Students for Sustainability collaborates with art program for Earth Week


Claire Lawrence / Hilltop Views

Bottles can be dropped off in the marked bins around campus, which are located near Community Building 1, Trustee Hall, St. Andre Apartments and Dujarie Hall.

Earth Week, which lasts from April 18 to April 24, is approaching, and Students for Sustainability (SFS) and Professor Alexandra Robinson’s art class are working together to create an interactive sculpture installation that exemplifies the week in a physical way. The installation will be on display on the Ragsdale Lawn from April 20 to April 27.

The plans for the installation were initiated by SFS, who is set to host a handful of Earth Week activities on campus. The main event they are planning is set for April 22 from 11 a.m. to 2 p.m. on the Ragsdale Lawn. SFS President Ethan Tobias says their plans for Earth Week have long been underway.

“We’ve been planning this for a while … we were seeing too many plastic bottles and other types of litter on campus, so we wanted to shed some light on the plastic waste that has been happening,” Tobias said.

After seeing a post on a St. Edward’s Arts and Humanities webpage last fall, Tobias knew that he wanted SFS to collaborate with the art program on a project for Earth Week. After reaching out to the art program in the middle of February, he moved to work on the logistics and approval of the project with the campus landscapers.

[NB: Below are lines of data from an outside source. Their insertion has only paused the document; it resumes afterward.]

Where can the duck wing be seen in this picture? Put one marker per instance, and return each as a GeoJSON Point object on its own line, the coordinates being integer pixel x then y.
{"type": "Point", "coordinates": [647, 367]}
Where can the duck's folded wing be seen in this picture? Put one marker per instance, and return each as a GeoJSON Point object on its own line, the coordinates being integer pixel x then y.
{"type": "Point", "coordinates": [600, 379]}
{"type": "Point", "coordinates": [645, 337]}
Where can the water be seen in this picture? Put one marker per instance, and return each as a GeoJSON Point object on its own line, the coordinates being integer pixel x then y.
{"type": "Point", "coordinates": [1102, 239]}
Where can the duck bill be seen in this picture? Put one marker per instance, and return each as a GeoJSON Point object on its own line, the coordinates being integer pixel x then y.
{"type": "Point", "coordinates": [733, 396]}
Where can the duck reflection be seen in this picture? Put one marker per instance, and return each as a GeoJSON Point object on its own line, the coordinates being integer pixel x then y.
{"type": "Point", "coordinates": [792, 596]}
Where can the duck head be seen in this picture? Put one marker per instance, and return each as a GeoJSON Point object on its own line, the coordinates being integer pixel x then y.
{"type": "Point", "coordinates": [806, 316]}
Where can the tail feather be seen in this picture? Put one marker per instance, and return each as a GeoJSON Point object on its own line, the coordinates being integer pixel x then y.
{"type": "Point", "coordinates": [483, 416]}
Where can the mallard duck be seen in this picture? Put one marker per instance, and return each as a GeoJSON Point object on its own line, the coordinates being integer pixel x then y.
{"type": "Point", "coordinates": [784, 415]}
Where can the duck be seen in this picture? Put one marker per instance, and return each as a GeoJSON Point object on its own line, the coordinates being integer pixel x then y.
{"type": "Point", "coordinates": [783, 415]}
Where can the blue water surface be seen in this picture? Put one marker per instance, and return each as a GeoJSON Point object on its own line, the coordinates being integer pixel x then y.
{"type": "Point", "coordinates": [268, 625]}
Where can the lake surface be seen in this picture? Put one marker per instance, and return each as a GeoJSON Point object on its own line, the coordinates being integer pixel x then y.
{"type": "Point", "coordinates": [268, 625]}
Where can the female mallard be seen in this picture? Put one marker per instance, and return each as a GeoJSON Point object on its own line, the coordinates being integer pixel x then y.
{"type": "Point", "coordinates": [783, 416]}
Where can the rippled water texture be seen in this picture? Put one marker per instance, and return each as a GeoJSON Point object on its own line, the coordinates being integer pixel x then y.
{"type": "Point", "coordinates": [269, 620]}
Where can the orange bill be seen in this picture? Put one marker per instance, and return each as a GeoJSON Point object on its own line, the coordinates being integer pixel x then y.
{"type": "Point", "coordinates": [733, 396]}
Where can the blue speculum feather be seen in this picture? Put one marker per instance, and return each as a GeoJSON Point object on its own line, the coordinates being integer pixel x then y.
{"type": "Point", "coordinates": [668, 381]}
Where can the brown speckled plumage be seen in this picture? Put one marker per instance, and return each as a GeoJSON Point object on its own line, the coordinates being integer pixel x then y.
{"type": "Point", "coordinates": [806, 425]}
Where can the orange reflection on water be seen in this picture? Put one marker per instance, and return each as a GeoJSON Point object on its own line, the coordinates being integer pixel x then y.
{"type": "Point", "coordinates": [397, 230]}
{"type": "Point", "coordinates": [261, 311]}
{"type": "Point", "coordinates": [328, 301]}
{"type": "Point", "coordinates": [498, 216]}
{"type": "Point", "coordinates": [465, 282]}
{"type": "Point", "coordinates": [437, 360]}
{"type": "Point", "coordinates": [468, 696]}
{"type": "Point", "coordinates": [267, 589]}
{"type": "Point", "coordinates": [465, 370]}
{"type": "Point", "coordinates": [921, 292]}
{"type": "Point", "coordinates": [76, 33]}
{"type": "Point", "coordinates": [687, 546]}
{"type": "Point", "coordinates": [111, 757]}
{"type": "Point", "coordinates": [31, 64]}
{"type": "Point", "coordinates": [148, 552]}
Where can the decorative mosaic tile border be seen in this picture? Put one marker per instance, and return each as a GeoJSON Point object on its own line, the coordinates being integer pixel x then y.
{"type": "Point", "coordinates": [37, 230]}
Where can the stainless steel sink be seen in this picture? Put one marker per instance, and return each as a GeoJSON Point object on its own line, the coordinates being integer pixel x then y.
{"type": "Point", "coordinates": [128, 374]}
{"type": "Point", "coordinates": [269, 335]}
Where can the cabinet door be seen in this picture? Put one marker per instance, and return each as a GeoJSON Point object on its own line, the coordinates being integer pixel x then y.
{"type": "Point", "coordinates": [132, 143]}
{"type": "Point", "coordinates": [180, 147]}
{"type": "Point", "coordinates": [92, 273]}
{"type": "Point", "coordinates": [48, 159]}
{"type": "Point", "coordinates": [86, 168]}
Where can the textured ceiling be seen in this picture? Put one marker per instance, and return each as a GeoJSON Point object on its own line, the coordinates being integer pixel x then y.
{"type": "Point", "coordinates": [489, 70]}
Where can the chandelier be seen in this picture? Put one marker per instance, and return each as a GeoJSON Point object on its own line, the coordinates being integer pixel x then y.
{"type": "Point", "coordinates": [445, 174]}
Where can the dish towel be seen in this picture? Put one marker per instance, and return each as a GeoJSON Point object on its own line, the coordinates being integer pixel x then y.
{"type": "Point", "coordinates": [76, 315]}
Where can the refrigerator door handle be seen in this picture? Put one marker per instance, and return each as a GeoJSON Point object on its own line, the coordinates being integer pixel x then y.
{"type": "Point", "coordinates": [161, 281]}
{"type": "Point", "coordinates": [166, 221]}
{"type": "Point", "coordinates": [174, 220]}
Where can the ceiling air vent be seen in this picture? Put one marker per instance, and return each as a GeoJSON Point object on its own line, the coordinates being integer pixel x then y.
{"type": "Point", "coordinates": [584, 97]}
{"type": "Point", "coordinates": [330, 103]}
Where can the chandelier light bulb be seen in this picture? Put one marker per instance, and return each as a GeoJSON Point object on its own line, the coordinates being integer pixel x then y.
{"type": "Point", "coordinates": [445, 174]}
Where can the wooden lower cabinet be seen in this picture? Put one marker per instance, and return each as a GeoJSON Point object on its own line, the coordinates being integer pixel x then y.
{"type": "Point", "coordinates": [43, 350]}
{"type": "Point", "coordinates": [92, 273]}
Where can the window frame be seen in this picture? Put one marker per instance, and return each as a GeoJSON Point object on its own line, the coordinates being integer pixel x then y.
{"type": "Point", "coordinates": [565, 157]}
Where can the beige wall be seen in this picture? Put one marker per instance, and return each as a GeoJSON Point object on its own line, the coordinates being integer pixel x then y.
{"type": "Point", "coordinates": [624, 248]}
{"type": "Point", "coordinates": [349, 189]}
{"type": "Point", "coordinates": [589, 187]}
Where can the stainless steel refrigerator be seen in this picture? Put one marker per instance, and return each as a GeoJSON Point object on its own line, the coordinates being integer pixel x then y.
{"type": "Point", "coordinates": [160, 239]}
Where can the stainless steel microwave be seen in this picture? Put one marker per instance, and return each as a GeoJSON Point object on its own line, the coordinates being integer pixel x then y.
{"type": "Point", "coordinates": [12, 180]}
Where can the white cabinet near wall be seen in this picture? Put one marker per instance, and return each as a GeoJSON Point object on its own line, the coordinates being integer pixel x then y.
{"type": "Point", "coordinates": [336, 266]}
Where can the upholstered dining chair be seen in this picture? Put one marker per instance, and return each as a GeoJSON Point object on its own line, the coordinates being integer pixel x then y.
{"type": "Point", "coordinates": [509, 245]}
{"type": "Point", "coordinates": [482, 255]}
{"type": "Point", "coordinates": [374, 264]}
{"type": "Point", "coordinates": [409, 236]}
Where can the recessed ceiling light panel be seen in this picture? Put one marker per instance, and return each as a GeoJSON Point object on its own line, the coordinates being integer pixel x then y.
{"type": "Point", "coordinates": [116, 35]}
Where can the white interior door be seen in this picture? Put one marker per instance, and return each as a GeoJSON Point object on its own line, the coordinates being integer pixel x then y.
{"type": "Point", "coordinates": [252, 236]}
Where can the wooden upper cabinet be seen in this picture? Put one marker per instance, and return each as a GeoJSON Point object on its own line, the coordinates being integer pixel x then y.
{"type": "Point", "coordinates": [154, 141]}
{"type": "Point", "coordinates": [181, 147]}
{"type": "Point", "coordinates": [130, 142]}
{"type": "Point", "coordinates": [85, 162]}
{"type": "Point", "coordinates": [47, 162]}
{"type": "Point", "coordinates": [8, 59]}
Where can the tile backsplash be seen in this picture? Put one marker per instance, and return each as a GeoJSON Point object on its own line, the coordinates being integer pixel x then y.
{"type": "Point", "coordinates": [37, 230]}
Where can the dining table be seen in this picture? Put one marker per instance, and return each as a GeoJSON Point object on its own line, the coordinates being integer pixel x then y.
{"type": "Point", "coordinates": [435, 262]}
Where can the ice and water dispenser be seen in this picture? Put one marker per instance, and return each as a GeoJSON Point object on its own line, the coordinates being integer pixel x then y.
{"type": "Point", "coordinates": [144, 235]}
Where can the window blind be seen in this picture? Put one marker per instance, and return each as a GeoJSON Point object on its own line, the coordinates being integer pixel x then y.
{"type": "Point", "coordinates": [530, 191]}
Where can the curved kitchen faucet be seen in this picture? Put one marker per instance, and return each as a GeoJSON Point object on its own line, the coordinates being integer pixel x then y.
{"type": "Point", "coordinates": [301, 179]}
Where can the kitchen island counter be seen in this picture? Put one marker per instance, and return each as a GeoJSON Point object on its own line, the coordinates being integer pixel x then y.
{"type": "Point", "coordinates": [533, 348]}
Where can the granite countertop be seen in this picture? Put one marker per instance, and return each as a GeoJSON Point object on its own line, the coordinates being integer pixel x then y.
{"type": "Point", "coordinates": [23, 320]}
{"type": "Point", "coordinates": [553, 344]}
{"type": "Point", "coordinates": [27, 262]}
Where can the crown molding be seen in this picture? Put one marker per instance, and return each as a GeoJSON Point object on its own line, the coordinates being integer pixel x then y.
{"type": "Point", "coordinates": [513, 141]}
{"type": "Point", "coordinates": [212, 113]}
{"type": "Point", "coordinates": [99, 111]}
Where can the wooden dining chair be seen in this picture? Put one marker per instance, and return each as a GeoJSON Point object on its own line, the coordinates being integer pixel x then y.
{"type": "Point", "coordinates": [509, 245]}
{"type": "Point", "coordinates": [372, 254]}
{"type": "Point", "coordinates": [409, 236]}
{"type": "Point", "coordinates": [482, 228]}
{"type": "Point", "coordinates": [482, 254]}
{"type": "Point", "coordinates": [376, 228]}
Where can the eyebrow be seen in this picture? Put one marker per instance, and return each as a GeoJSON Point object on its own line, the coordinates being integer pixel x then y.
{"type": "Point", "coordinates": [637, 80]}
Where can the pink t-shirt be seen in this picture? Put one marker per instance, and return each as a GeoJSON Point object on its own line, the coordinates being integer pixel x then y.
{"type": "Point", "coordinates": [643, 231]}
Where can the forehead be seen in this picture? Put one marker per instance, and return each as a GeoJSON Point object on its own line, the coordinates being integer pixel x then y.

With the help and organization of multiple departments, there are now collection bins at different locations around campus, including in front of Community Building 1, on the Trustee Hall patio and next to the dumpsters between the St. Andre Apartments and Dujarie Hall. At the time of Tobias’ interview with Hilltop Views, he said there would also be bins added at the Hunt and Ragsdale dining halls. The bins are labeled with signs that say “plastic bottles only – students for sustainability.”

So far, more than 150 plastic bottles have been collected. According to Robinson, the art students in her installation class used that number of bottles to begin the planning stage of their process this past week. This is her third time teaching the class, and she hopes that the “material studies” that her students will be doing with plastic bottles in an outdoor setting will be a valuable learning opportunity.

“Installation art is immersive, and we’re always looking for opportunities for students to create their art in an environment beyond the classroom,” Robinson said.

However, she worries about working with plastic and wonders if the project would result in more microplastics entering the environment.

“Handling plastic is a potentially problematic thing to do because of the pollution, so it’ll be a good experience for students,” Robinson said. “It’s for us to become more aware of what we’re doing. ‘Do they make something beautiful, ugly or contemplative?’ That’ll be a valuable question for the students to play with.”